Peu Importe les Conséquences

Peu Importe les Conséquences

  J’ai vu par un été particulièrement chaud et orageux, un grand combat entre deux colonies de fourmis charpentières. L’affrontement était d’une rare violence, le sol jonché des corps déchiquetés encore animés de soubresauts parfois traînés à l’écart par leur camarades qui en formaient un petit tas qui ne bougeait bientôt plus.

J’ai vu des bourdons s’éteindre sur une fleur qu’ils butinaient quelques instants auparavant.
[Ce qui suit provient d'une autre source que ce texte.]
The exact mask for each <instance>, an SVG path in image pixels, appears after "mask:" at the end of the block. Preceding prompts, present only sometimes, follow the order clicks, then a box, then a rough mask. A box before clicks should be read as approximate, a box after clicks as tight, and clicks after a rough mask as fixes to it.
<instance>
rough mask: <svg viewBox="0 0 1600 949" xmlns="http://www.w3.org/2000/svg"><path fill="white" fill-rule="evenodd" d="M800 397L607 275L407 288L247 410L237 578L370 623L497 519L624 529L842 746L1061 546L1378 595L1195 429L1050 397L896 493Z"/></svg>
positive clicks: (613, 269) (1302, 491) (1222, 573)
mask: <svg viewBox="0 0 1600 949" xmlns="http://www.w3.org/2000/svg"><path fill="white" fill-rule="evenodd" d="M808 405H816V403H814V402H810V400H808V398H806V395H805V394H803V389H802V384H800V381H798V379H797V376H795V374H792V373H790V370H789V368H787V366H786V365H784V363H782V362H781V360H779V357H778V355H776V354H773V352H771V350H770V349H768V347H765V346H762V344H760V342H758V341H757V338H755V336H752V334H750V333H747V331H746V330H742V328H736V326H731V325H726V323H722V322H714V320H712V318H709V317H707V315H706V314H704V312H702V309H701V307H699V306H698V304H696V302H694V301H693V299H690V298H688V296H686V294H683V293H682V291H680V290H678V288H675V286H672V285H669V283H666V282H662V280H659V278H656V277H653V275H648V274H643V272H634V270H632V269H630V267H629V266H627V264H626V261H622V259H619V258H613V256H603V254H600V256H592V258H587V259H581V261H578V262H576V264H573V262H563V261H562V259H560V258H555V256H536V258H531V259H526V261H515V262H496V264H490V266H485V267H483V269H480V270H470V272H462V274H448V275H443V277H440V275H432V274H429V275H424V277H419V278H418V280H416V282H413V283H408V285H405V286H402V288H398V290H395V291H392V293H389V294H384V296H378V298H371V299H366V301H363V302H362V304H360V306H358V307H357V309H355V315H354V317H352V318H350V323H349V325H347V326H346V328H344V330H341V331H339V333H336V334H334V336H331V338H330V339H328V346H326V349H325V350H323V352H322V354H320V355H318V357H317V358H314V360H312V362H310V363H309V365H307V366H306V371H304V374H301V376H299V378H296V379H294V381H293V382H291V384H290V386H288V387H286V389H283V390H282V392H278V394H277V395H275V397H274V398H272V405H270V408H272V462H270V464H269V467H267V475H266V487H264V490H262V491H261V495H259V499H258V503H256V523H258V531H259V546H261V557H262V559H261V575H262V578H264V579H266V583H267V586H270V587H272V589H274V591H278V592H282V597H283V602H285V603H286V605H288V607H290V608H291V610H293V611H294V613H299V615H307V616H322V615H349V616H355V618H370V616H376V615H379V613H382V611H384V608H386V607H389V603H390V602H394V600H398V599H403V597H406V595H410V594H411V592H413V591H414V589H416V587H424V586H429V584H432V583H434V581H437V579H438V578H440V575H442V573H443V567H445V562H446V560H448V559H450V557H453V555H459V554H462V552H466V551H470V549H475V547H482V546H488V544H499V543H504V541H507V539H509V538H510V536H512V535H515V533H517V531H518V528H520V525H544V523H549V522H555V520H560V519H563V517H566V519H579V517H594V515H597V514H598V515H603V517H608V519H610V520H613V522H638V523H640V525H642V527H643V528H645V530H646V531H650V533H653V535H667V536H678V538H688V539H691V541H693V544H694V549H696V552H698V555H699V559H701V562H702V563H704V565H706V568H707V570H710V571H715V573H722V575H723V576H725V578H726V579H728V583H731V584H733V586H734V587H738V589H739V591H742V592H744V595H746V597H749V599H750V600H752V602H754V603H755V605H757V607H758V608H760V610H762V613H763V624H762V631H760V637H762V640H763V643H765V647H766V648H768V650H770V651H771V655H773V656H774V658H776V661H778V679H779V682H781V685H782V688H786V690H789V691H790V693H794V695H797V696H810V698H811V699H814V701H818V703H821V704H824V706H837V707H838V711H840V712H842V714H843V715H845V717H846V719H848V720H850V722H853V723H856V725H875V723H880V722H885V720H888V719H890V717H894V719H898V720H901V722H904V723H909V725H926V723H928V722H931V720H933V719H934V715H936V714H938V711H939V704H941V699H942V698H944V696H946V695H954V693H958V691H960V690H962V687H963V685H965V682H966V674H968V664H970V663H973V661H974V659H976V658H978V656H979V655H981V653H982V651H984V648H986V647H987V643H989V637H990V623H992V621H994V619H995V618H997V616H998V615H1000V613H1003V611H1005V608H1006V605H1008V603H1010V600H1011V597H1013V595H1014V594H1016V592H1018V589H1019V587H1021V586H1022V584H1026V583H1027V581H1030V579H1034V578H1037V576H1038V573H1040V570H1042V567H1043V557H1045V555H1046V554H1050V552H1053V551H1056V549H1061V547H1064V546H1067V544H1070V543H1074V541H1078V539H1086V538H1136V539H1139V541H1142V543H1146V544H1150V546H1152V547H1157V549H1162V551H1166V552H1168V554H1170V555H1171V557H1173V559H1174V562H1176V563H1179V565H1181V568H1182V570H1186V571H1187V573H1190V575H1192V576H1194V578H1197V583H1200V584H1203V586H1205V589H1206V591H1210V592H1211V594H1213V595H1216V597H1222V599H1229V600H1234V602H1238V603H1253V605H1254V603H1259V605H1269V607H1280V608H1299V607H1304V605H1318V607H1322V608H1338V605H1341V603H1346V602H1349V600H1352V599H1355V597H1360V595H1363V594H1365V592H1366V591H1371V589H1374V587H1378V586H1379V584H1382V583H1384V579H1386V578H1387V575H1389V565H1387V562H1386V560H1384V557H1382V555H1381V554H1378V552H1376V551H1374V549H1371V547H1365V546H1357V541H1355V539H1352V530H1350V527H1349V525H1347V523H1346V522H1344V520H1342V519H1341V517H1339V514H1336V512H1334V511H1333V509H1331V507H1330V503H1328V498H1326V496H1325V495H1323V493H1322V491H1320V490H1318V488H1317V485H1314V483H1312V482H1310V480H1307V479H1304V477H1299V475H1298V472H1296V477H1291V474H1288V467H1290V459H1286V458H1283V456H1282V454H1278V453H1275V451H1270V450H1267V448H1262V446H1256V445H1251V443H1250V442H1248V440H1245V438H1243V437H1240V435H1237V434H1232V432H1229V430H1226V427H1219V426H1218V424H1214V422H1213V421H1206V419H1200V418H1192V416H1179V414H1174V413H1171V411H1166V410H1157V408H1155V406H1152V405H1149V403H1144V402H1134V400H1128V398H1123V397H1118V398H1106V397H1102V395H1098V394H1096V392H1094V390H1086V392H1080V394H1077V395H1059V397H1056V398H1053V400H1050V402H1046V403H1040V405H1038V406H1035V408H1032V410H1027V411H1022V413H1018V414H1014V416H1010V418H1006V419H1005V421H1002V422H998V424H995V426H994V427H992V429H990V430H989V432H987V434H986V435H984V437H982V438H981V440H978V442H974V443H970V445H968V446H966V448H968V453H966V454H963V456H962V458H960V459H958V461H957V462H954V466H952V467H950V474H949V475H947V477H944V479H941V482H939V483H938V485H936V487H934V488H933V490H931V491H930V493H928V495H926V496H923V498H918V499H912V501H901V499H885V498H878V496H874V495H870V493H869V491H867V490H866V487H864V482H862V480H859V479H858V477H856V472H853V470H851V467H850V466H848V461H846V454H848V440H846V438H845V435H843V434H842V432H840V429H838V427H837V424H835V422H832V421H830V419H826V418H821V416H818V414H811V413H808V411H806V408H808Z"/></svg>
Ils tombent tout simplement, la mécanique s’est arrêtée, sur les feuilles plus bas, comme s’ils dormaient sur une plante qu’ils ont aimé. L’un d’eux était même demeuré aggripé longtemps à la hampe, malgré la pluie et le vent, puis un jour il n’était plus là, peut-être qu’un oiseau l’a mangé.

J’ai vu Stephen Harper sourire comme un niais, ses mensonges hypocrites et son éthique déficiente. Je le regarde nous entraîner béatement vers la destruction de ce monde que nous devrions partager. Je le regarde s’octroyer médailles et honneurs qui ne cacheront jamais la souillure de sa trahison. Et je sais qu’il y a assez de gens pour applaudir cette infâme pourriture pour qu’il soit réélu démocratiquement, pour qu’il finisse par penser: “l’État, c’est moi”.

Et puis demain, si je suis aveugle, qui le saura?